Mott trains, pitches, too

June, 16, 2010
Trainer Bill Mott throws out the first pitch at a New York Yankees baseball game.NYRA Photo

BRONX, N.Y. -- This week, between conditioning thoroughbreds like Belmont Stakes winner Drosselmeyer and saddling those runners in pursuit of victory, Hall of Fame trainer Bill Mott found time to play catch with his son. But this was no male bonding exercise, no fun-in-the-sun entertainment. This was serious business.

Horse racing was represented during a Major League Baseball broadcast on Wednesday, as Mott threw out the ceremonial first pitch at the New York Yankees/Philadelphia Phillies game at Yankee Stadium. For the man who frequently sports a Yankees cap around his barns at Belmont Park and Saratoga Race Course, "it's about as exciting as anything you could ever do."

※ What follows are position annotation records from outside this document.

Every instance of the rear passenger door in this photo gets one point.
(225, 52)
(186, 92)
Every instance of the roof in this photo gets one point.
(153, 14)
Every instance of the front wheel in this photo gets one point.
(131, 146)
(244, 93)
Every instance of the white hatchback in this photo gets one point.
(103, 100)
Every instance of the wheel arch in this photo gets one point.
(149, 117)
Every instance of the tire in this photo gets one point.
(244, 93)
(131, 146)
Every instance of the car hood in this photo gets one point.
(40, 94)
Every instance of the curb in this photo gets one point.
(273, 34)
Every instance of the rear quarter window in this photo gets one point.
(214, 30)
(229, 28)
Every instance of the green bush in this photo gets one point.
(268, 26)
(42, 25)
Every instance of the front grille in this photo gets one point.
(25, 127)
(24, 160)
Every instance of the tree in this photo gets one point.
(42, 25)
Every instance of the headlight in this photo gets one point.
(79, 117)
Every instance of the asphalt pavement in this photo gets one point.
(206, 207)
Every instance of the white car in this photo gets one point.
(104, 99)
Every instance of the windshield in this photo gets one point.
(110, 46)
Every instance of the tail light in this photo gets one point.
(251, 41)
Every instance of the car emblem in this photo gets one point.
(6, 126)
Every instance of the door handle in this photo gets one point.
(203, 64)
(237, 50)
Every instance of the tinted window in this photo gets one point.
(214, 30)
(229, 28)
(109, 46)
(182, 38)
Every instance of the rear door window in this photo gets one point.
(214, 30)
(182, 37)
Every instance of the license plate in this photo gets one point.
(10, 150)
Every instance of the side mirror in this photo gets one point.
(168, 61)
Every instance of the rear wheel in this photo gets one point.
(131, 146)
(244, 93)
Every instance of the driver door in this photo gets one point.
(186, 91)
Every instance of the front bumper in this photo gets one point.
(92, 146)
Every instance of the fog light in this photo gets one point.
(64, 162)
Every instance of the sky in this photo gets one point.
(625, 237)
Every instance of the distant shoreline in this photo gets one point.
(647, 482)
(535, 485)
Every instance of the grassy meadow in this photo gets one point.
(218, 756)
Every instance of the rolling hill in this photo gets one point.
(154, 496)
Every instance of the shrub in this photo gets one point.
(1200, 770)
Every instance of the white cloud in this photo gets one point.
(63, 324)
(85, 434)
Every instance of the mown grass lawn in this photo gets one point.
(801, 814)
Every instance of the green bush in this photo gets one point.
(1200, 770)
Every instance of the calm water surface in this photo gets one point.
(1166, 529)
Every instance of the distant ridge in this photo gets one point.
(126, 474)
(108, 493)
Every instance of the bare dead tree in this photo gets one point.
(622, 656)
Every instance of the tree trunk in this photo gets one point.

That's what Mott, 57, told members of the New York Racing Association's communication department less than two weeks after sending Drosselmeyer to a 13-1 upset in the $1 million Belmont -- obviously another extremely exciting accomplishment. The youngest trainer to be inducted into Horse Racing's Hall of Fame (in 1998 at the age of 45), he also trains horses for Kinsman Farm, the racing and breeding operation belonging to Yankees owner George Steinbrenner.

In regards to Wednesday evening's activities, Mott's son Riley, 19, has taken on responsibility for the trainer's ... well, training.

"He played a little bit as a kid; we've been throwing the ball in the yard every day ... I guess we'll see if it's paid off," Riley texted on the drive down to the city from the family's home in Saratoga Springs, N.Y.

Several notable horse racing personalities have intermingled with the baseball set in recent years. Jockeys Jorge Chavez, Jose Santos, Kent Desormeaux, and Calvin Borel have all thrown out ceremonial first pitches at various locations, with Desormeaux pitching for the Mets at Shea Stadium and Borel pitching for the Louisville Bats at Louisville Slugger Field. Trainers Bob Baffert and John Servis are among those who have represented horse trainers.

"It's pretty wild, standing out on that field," said veteran writer Steve Haskin, who was on hand when Servis threw a perfect strike at a Phillies game following Smarty Jones' victory in the 2004 Preakness. "When you think back, horse racing, baseball, and boxing were the three biggest sports in the country by far."